Free Consent – An essential element of a valid contract is that the agreement is arrived at with the consent of the parties thereto. It is essential that the parties agree upon the same thing in the same sense at the same time and that such agreement is free and voluntary.
According to Section 13 of the Act, “Two or more persons are said to consent when they agree upon the same thing in the same sense.”
Free Consent If it is not caused by
- Coercion as defined in Section 15.
- Undue influence as defined in Section 16.
- Fraud as defined in Section 17.
- Misrepresentation as defined in Section 18.
- Mistake, subject to the provision of Sections 20, 21 and 22
1. Coercion
Coercion means using force to compel a person to enter into a contract. So force or threats are used to obtain the consent of the party under coercion, i.e it is not free consent. Section 15 of the Act describes coercion as
- committing or threatening to commit any act forbidden by the law in the IPC
- unlawfully detaining or threatening to detain any property with the intention of causing any person to enter into a contract
For example, A threatens to hurt B if he does not sell his house to A for 5 lakh rupees. Here even if B sells the house to A, it will not be a valid contract since B’s consent was obtained by coercion.
Now the effect of coercion is that it makes the contract voidable. This means the contract is voidable at the option of the party whose consent was not free. So the aggravated party will decide whether to perform the contract or to void the contract. So in the above example, if B still wishes, the contract can go ahead.
Also, if any monies have been paid or goods delivered under coercion must be repaid or returned once the contract is void. And the burden of proof proving coercion will be on the party who wants to avoid the contract. So the aggravated party will have to prove the coercion, i.e. prove that his consent was not freely given.
2. Undue Influence
Section 16 of the Act contains the definition of undue influence. It states that when the relations between the two parties are such that one party is in a position to dominate the other party, and uses such influence to obtain an unfair advantage of the other party it will be undue influence.
The section also further describes how the person can abuse his authority in the following two ways,
- When a person holds real or even apparent authority over the other person. Or if he is in a fiduciary relationship with the other person
- He makes a contract with a person whose mental capacity is affected by age, illness or distress. The unsoundness of mind can be temporary or permanent
Say for example A sold his gold watch for only Rs 500/- to his teacher B after his teacher promised him good grades. Here the consent of A (adult) is not freely given, he was under the influence of his teacher.

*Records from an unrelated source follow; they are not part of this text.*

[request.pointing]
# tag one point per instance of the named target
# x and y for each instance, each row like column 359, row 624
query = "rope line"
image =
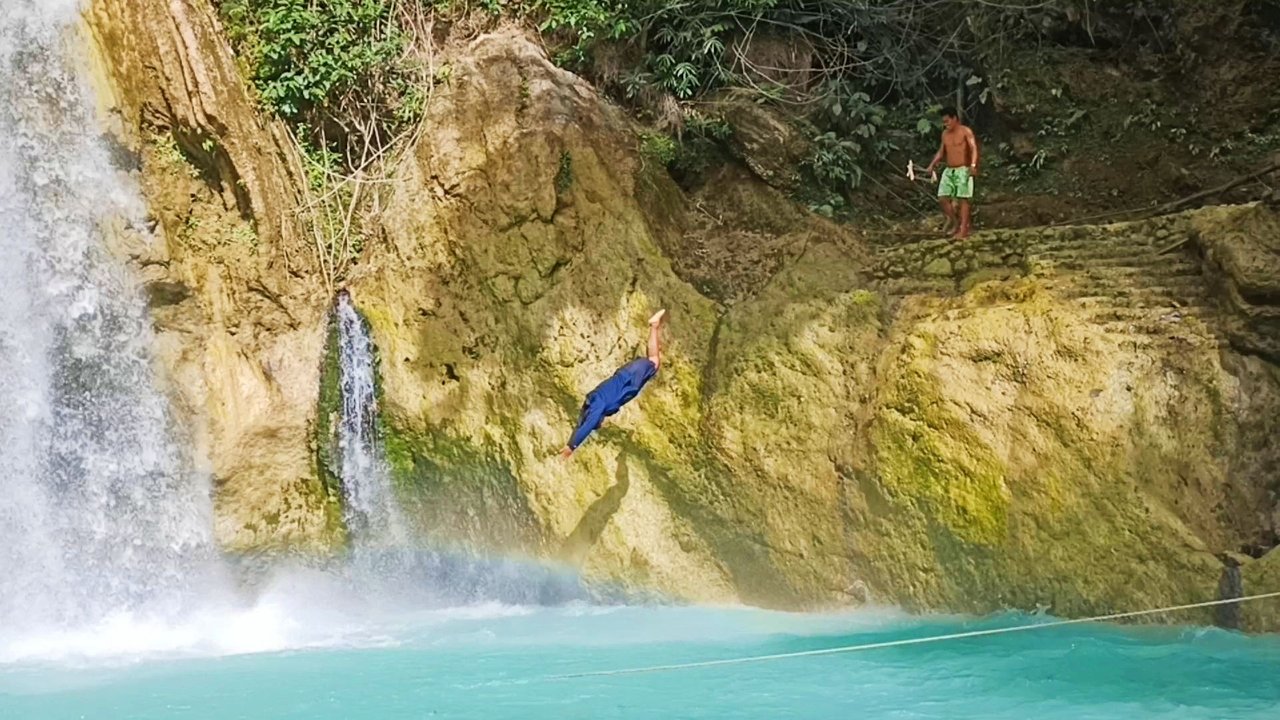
column 904, row 642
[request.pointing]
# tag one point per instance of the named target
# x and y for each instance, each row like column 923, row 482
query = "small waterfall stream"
column 371, row 511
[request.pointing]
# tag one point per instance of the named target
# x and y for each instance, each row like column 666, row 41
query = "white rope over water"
column 905, row 642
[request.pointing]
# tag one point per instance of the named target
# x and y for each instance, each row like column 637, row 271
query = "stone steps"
column 1118, row 282
column 1175, row 264
column 918, row 286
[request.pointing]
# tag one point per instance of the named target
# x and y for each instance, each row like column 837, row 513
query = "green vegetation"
column 338, row 71
column 862, row 81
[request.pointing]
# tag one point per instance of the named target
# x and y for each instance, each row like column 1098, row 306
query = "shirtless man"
column 960, row 149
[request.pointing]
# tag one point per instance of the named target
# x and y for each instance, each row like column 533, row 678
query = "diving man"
column 609, row 396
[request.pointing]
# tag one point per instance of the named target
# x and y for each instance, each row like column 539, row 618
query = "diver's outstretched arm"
column 654, row 341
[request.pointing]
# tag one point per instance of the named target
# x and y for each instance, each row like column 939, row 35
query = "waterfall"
column 371, row 511
column 100, row 510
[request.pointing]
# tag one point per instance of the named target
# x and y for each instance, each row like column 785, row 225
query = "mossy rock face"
column 808, row 442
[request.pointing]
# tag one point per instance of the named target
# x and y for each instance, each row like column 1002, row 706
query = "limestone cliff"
column 236, row 297
column 1061, row 418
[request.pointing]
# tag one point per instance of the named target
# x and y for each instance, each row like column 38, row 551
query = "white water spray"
column 101, row 513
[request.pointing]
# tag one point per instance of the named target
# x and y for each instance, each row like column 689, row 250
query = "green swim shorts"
column 956, row 182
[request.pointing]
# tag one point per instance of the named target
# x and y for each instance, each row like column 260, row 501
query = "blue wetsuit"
column 609, row 396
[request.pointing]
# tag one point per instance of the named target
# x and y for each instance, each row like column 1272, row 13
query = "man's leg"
column 949, row 212
column 964, row 220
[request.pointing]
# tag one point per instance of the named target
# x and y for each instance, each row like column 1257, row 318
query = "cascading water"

Now undue influence to be evident the dominant party must have the objective to take advantage of the other party. If influence is wielded to benefit the other party it will not be undue influence. But if consent is not free due to undue influence, the contract becomes voidable at the option of the aggravated party. And the burden of proof will be on the dominant party to prove the absence of influence.
3. Fraud
Fraud means deceit by one of the parties, i.e. when one of the parties deliberately makes false statements. So the misrepresentation is done with full knowledge that it is not true, or recklessly without checking for the trueness, this is said to be fraudulent. It absolutely impairs free consent.

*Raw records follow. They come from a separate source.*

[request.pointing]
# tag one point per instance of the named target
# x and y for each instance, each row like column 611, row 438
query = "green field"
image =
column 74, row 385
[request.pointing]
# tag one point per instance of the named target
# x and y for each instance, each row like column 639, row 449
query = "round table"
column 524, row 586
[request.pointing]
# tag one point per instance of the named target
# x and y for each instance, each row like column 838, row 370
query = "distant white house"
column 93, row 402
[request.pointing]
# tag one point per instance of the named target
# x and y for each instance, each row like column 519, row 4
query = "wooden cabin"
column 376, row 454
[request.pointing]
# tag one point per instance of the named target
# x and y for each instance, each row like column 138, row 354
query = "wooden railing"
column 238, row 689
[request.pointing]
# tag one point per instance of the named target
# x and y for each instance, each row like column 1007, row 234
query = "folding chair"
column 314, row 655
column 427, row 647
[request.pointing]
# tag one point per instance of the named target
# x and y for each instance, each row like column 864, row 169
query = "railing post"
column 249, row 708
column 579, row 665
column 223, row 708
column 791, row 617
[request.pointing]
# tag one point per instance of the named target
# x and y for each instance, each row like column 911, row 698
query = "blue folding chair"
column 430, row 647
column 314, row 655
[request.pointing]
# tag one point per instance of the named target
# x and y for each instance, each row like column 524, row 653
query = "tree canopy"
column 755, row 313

So according to Section 17, a fraud is when a party convinces another to enter into an agreement by making statements that are
- suggesting a fact that is not true, and he does not believe it to be true
- active concealment of facts
- a promise made without any intention of performing it
- any other such act fitted to deceive
Let us take a look at an example. A bought a horse from B. B claims the horse can be used on the farm. Turns out the horse is lame and A cannot use him on his farm. Here B knowingly deceived A and this will amount to fraud.

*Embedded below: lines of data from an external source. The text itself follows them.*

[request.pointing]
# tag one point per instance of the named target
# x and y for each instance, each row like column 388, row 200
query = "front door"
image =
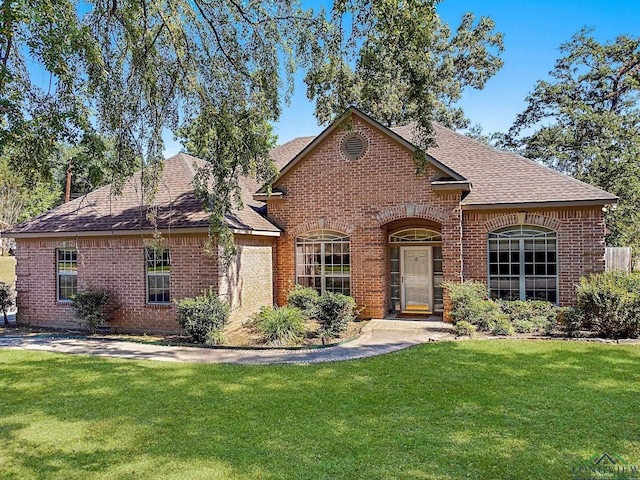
column 416, row 274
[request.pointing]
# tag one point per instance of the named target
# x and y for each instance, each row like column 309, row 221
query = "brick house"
column 347, row 214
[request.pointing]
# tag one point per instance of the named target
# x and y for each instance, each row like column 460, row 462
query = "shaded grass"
column 7, row 269
column 473, row 409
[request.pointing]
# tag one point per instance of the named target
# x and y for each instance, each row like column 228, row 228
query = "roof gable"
column 390, row 133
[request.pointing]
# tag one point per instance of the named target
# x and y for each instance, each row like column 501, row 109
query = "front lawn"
column 469, row 409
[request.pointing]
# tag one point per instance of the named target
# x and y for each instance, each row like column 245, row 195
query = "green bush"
column 335, row 311
column 204, row 317
column 464, row 300
column 610, row 304
column 94, row 307
column 305, row 299
column 465, row 329
column 530, row 316
column 570, row 320
column 281, row 326
column 7, row 299
column 502, row 325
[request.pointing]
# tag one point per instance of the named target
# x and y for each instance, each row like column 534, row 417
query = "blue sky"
column 533, row 30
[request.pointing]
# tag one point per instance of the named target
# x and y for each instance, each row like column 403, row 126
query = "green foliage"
column 7, row 299
column 393, row 80
column 585, row 121
column 570, row 320
column 304, row 298
column 94, row 307
column 501, row 325
column 203, row 317
column 281, row 326
column 530, row 316
column 610, row 304
column 463, row 296
column 463, row 328
column 469, row 304
column 335, row 311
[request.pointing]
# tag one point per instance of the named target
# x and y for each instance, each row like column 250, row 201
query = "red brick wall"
column 115, row 263
column 247, row 285
column 581, row 243
column 359, row 197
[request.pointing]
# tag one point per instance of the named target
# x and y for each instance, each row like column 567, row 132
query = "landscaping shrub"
column 469, row 304
column 570, row 320
column 501, row 325
column 305, row 299
column 610, row 304
column 530, row 316
column 7, row 299
column 465, row 328
column 464, row 300
column 281, row 326
column 94, row 307
column 335, row 311
column 204, row 318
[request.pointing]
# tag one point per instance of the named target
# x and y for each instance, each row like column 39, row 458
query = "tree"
column 408, row 65
column 21, row 199
column 585, row 121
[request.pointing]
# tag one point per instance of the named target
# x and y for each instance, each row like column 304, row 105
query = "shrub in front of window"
column 532, row 316
column 610, row 304
column 281, row 326
column 204, row 317
column 335, row 311
column 94, row 307
column 7, row 299
column 306, row 299
column 570, row 320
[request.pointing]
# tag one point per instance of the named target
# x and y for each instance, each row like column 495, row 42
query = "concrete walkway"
column 378, row 337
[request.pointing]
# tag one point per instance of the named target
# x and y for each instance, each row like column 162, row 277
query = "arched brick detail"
column 411, row 210
column 321, row 224
column 529, row 219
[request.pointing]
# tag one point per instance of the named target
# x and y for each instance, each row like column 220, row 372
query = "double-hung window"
column 158, row 268
column 67, row 274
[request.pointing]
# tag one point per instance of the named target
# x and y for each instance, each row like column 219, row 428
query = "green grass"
column 471, row 409
column 7, row 269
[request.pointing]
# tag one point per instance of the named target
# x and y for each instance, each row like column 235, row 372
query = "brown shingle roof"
column 176, row 203
column 504, row 178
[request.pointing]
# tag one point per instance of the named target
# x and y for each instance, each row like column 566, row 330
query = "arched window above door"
column 415, row 235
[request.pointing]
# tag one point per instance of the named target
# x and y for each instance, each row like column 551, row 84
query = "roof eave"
column 551, row 204
column 124, row 233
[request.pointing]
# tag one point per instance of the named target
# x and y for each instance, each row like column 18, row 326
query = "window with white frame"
column 158, row 269
column 67, row 274
column 323, row 261
column 523, row 263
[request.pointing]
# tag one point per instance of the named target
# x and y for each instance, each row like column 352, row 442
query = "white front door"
column 416, row 274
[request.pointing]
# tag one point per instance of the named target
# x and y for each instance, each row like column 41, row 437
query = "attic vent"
column 354, row 146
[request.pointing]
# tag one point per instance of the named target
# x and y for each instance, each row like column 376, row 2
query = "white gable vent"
column 354, row 146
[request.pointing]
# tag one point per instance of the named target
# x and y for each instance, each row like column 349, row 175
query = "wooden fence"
column 618, row 258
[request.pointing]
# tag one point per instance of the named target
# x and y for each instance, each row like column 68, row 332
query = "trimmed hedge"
column 609, row 304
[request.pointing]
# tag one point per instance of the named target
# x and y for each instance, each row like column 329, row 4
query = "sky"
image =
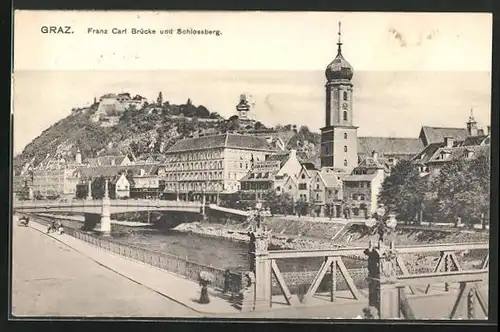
column 409, row 69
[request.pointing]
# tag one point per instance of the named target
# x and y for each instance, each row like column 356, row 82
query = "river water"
column 218, row 252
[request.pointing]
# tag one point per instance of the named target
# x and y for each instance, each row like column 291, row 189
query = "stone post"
column 261, row 267
column 106, row 211
column 89, row 193
column 203, row 202
column 382, row 291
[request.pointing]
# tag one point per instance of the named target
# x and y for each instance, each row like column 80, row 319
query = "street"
column 51, row 279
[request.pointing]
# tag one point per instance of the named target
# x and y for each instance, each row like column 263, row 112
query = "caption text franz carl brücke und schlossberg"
column 150, row 31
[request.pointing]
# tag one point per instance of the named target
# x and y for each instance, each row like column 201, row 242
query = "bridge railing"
column 347, row 268
column 94, row 205
column 181, row 266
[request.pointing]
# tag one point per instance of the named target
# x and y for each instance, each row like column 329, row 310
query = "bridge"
column 115, row 206
column 100, row 211
column 393, row 279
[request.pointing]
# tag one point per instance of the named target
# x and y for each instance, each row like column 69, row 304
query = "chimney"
column 448, row 141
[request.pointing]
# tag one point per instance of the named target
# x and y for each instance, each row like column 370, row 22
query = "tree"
column 463, row 189
column 403, row 190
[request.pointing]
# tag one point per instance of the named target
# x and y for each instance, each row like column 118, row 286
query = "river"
column 218, row 252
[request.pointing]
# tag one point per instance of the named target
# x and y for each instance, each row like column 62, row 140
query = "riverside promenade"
column 58, row 275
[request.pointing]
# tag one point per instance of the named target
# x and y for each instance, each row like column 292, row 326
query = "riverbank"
column 240, row 234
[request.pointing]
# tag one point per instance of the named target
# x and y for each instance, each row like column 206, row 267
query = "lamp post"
column 258, row 209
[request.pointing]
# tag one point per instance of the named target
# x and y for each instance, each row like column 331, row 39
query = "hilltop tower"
column 243, row 108
column 339, row 137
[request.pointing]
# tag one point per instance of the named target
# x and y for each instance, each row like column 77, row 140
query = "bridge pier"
column 383, row 293
column 89, row 189
column 260, row 265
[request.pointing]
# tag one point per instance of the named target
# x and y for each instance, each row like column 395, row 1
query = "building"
column 212, row 165
column 303, row 182
column 142, row 179
column 429, row 158
column 145, row 181
column 339, row 136
column 326, row 190
column 430, row 135
column 243, row 109
column 291, row 187
column 392, row 148
column 362, row 187
column 56, row 176
column 122, row 186
column 449, row 152
column 271, row 173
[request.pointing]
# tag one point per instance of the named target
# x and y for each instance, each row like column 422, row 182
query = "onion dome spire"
column 339, row 68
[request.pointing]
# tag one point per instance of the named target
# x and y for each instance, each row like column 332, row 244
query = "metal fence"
column 178, row 265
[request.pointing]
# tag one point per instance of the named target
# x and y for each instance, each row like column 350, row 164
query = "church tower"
column 339, row 137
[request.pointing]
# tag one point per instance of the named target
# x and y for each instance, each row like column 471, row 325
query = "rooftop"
column 235, row 141
column 456, row 153
column 437, row 134
column 360, row 177
column 389, row 145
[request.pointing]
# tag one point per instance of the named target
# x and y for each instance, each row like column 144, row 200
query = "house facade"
column 122, row 187
column 271, row 174
column 326, row 190
column 362, row 187
column 56, row 176
column 212, row 165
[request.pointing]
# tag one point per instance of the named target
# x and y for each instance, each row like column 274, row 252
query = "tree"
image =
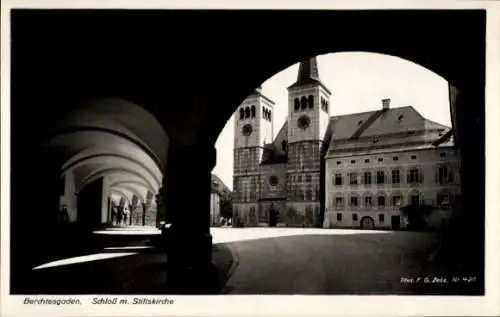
column 416, row 214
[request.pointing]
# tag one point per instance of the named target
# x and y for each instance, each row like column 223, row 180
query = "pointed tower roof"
column 258, row 92
column 308, row 74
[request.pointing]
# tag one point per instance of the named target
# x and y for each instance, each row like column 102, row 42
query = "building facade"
column 352, row 171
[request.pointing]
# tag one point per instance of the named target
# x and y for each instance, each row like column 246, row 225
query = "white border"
column 278, row 305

One factor to consider is that the aggravated party should suffer from some actual loss due to the fraud. There is no fraud without damages. Also, the false statement must be a fact, not an opinion. In the above example if B had said his horse is better than C’s this would be an opinion, not a fact. And it would not amount to fraud.
4. Misrepresentation
Misrepresentation is also when a party makes a representation which is false, inaccurate, incorrect etc. The difference here is the misrepresentation is innocent, i.e. not intentional. The party making the statement believes it to be true. Misrepresentation can be of three types
- A person makes a positive assertion believing it to be true
- Any breach of duty gives the person committing it an advantage by misleading another. But the breach of duty is without any intent to deceive
- when one party causes the other party to make a mistake as to the subject matter of the contract. But this is done innocently and not intentionally.
5. Mistake
The Indian Contract Act does not define a mistake, but it may be defined as an erroneous belief about something. It may be a mistake of law or a mistake of fact.
A contract is valid only when the parties to it are agreed about something in the same spirit. If the concept of the parties about an issue is not the same, or their views are divergent, the parties are not deemed to be in agreement. Such a situation is what is called a mistake.